= Asahi Camera =

Japanese photography magazine

Asahi Camera (アサヒカメラ, Asahi kamera) was a Japanese monthly photographic magazine, published from April 1926 until July 2020, when it was discontinued due to declining circulation.

==History and profile==
The first issue was that for April 1926. It was from the outset published by Asahi Shimbun-sha, publisher of the newspaper The Asahi Shimbun. The headquarters was in Tokyo.

From the January 1941 issue, it merged with the magazines Geijutsu Shashin Kenkyū (芸術写真研究, "Technique Photograph Studies") and Shōzō Shashin Kenkyū (肖像写真研究, "Portrait Photograph Studies"). Publication was suspended with the April 1942 issue.

Publication resumed after the Second World War with the October 1949 issue. Its cover employed a monochrome portrait of a girl by Ihei Kimura, who would become a major contributor.

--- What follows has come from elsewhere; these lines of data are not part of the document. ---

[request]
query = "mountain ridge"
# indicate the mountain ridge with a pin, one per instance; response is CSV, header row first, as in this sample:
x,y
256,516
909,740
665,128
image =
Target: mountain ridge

For much of the period 1962–85, the job of photographing the cover was given to a single photographer for four or more consecutive months.
| Year | Months | Photographer |
| 1962 | Jan–Dec | Kichisaburō Anzai |
| 1963 | Jan–Dec | Masaaki Imamura |
| 1964 | Jan–Apr | Noriaki Yokosuka |
| May–Aug | Naoya Sugiki |
| Sep–Dec | Hiroki Hayashi |
| 1965 | Jan–Apr | Hideki Fujii |
| May–Aug | Hiroshi Nagaoka |
| Sep–Dec | Toshio Tateishi |
| 1966 | Jan–Apr | Masaaki Nishimiya |
| May–Aug | Shigeji Asano |
| Sep–Dec | Kazumi Kurigami |
| 1967–8 | not applicable |  |
| 1969 | Jan–Dec | Kazumi Kurigami |
| 1970 | Jan–Dec | Daidō Moriyama |
| 1971 | Jan–Dec | Umihiko Konishi |
| 1972 | Jan–Dec | Kishin Shinoyama |
| 1973 | Jan–Dec | Yutaka Takanashi |
| 1974 | Jan–Dec | Akira Satō |
| 1975 | Jan–Dec | Hajime Sawatari |
| 1976 | Jan–Dec | Shin Yanagisawa |
| 1977 | Jan–Dec | Shunji Ōkura |
| 1978 | not applicable |  |
| 1979 | Jan–Dec | Akira Satō |
| 1980 | Jan–Dec | Takamasa Inamura |
| 1981 | Jan–Dec | Kōichi Inakoshi |
| 1982 | Jan–Jun | Bishin Jūmonji |
| Jul–Dec | Noriaki Yokosuka |
| 1983 | Jan–Dec | Hajime Sawatari |
| 1984 | not applicable |  |
| 1985 | Jan–Dec | Hajime Sawatari |

Asahi Camera attempted to satisfy interests in all areas of photography, with short portfolios in monochrome and color by established and new photographers (most but not all of them Japanese), contests for readers, articles about technique, and (accounting for much of the magazine's bulk) news and tests of equipment. The April 2006 issue, for example, had over four hundred pages (many of them advertising, but the great majority editorial) with five or more pages devoted to work by each of ten photographers, the announcement of the latest Kimura Ihei Award, articles about equipment (new, old and even future), contests, and much else.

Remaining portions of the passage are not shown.